Usability heuristics 2
February 20th, 2006 by Sonja DuijvesteijnA continuation of the last post.
Heuristics are rules of thumb to check wether something is usable. The rules I explain here are written by Jacob Nielsen.
Recognition rather than recall
The short term memory of the average can have 7 items in it. So, if your menu has 10 different buttons, chances are they’ll not be able to remember what is in there. Meaning they’ll have to read it back.
The same goes for other things. Suppose you have a form and you get a code to check wether you’re a real user. (Normally distorted numbers) You could do that on a different page, making people remember the 7 digits.
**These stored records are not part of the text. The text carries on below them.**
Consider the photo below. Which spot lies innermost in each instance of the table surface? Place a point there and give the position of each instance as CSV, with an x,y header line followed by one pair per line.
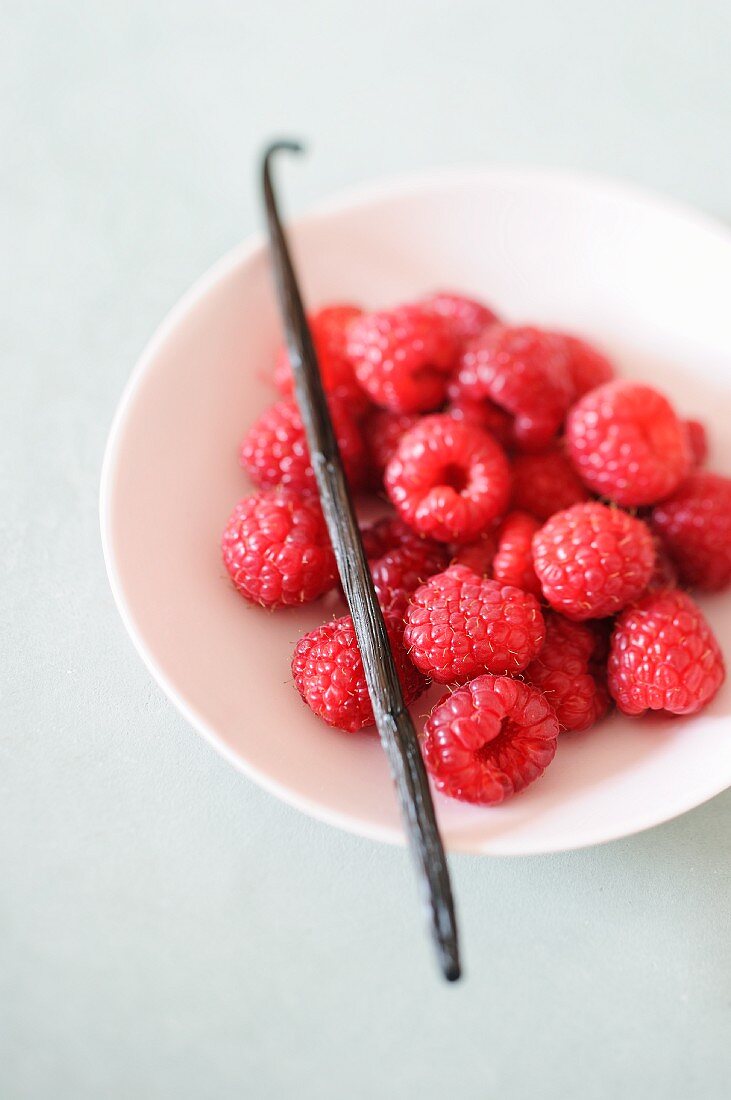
x,y
166,928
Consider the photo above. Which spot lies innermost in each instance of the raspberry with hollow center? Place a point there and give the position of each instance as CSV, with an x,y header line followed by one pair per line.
x,y
277,550
458,625
274,450
628,443
328,671
545,482
402,358
695,526
513,561
564,671
466,317
447,480
664,656
593,560
329,329
489,739
524,371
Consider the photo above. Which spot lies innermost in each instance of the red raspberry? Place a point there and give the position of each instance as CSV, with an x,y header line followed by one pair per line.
x,y
465,317
402,358
524,371
695,526
588,367
485,415
477,556
275,451
489,739
329,328
563,670
513,561
383,431
593,560
628,443
447,480
664,656
460,624
545,482
697,441
277,550
328,671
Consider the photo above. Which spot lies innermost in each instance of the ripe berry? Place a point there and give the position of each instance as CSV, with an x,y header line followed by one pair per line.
x,y
329,328
664,657
460,624
328,671
277,550
513,561
402,358
447,480
695,526
564,671
275,451
466,317
628,443
545,482
489,739
524,371
593,560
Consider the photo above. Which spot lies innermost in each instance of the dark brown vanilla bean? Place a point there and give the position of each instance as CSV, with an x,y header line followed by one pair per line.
x,y
392,719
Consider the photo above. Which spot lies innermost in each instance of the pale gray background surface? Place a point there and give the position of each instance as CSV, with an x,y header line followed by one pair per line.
x,y
167,930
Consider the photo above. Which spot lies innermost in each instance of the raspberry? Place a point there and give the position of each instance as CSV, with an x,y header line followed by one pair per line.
x,y
545,482
383,431
489,739
513,561
477,556
328,671
697,441
588,367
483,414
593,560
627,443
695,526
563,670
329,328
402,358
275,451
277,550
447,480
460,624
465,317
524,371
664,656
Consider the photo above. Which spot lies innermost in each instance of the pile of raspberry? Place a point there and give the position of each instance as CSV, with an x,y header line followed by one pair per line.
x,y
545,521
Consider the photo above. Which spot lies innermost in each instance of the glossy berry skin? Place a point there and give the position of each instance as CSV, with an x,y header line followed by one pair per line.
x,y
447,480
664,656
525,372
466,317
329,329
587,365
564,671
274,450
489,739
545,482
695,527
328,671
402,358
277,550
593,560
513,560
460,625
628,443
But why would you make it hard for them?
Flexibility and efficiency of use
By making a site easy usable by novice users you might actually make it harder for advance users that already know where they want to go. MyYahoo is a nice example of this. It’s easy to use for the novice. But the more experienced user can change that page to how they like it. Great usability!
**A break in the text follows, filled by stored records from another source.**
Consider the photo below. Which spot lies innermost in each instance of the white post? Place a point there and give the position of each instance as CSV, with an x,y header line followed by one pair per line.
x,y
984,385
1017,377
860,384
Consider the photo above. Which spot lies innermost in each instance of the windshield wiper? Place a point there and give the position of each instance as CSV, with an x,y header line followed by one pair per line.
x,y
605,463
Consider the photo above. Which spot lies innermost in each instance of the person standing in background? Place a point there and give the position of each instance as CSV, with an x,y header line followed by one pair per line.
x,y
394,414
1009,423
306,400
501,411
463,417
Aesthetic and minimalist design
http://www.sportjaar2005.nl/. This website has a rather minimalistic design, eventhough there are a million links on it. Because of this, it is still relatively easy to find what you’re looking for while still have a nice looking site.
Also, don’t put any extra information in already crowded places, it’ll just distract you from the real message.
Help users recognize, diagnose, and recover from errors
You spend 10 minutes filling out a horrible form press send and… you get the same form again, but empty. That is a really good example of how not to do things. Give a clear message saying that the form was send correctly, but that some fields weren’t filled out correctly and clearly mark those fields. Or, even better, only show the wrongly filled out forms again.
Help and documentation
Either you’ve made a really complicated application, or users need to be able to teach themselves how to use it. Or you might even suspect your users to be not so smart*. Whatever the reason, you should provide help and documentation for everything but the simpelest site.
* Users are never dumb. If the user doesn’t get it, you were wrong in how you made it.